Since 2013, the number of franchise establishments operating in the United States has jumped from 697,943 to 759,236 in 2018. The franchise business model is expected to remain strong in the years to come as the Federal Reserve plans to increase interest rates, which means prospective franchise operators will likely try to lock into an agreement before commercial lending rates get too expensive. Here are a few things first-time franchisees will need as they embark in their new business ventures.
Operators of major franchises such as McDonald’s and Subway do not have to worry too much about marketing plans because the company takes care of branding at a global level. All other franchise operators should treat marketing as a priority and should execute strategies according to a written plan that covers at least two operational quarters. The marketing section of a business plan is not enough; a marketing plan should stand on its own with details, goals, and contingency measures in place.
I-9 Verification of Employment
Compliance has become a crucial aspect of the franchising business, particularly in the current Trump administration. Employment verification audits by Homeland Security as well as by the Immigration and Customs Enforcement agency are being conducted very frequently.

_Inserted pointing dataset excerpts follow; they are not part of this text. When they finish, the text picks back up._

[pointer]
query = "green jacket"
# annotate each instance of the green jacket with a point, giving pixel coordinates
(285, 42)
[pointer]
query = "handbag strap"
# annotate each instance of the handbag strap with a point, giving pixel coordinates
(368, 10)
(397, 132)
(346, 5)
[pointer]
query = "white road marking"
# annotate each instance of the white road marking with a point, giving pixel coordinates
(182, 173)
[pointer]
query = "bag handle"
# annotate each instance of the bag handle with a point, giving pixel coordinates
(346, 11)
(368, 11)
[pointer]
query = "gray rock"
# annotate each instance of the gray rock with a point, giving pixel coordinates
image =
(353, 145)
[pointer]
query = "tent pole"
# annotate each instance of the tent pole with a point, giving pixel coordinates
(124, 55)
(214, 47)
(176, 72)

Operators should have a dependable method of performing I-9 verifications along with other employee screening tools. Preferably, these online tools should allow employers to keep a digital document trail for audit and compliance purposes.

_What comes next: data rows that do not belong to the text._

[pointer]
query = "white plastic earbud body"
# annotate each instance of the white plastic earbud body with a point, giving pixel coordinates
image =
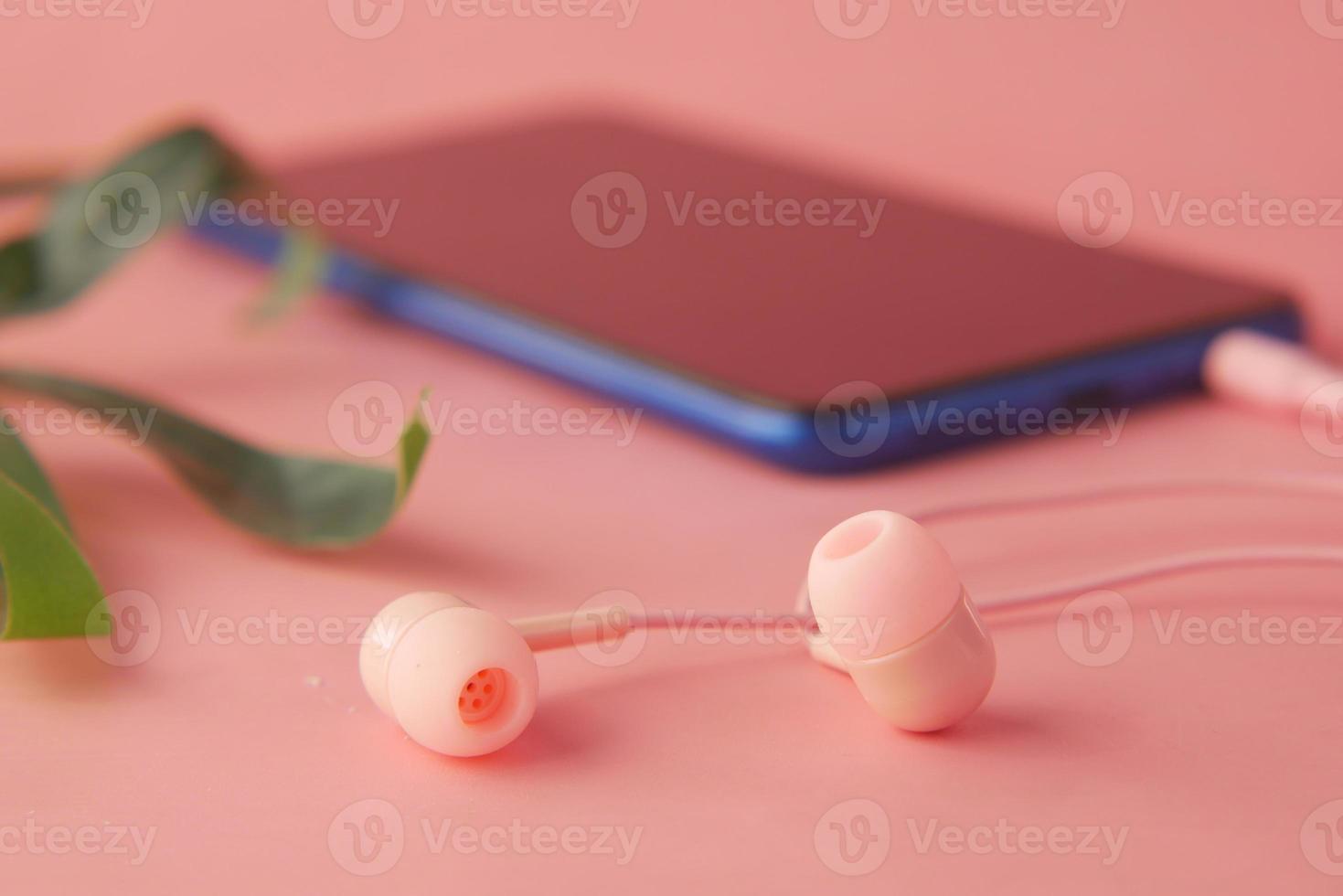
(890, 606)
(457, 678)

Reasonable Information Technology Infrastructure
No company will be able to survive in today’s highly competitive business environment without a strong digital infrastructure. With cloud computing solutions, new franchisees do not have to make heavy investments in terms of hardware and IT staff. The solutions do not have to be too sophisticated in the beginning. For example, a pizza delivery franchise can get started with a point-of-sale system, a few VoIP lines, and a web hosting, package.
Some franchise chains offer training to managers, but this does not usually extend to new employees. It is up to franchise operators to properly train their staff members, and this calls for the development of a training program. Similar to the marketing plan, a staff training program should be thoughtfully written and executed to the letter with measurable goals.
In the end, the business processes listed herein are just the beginning. Franchise operators will be expected to learn a lot about the brand they represent, and they must keep an open mind as their new businesses develop and mature.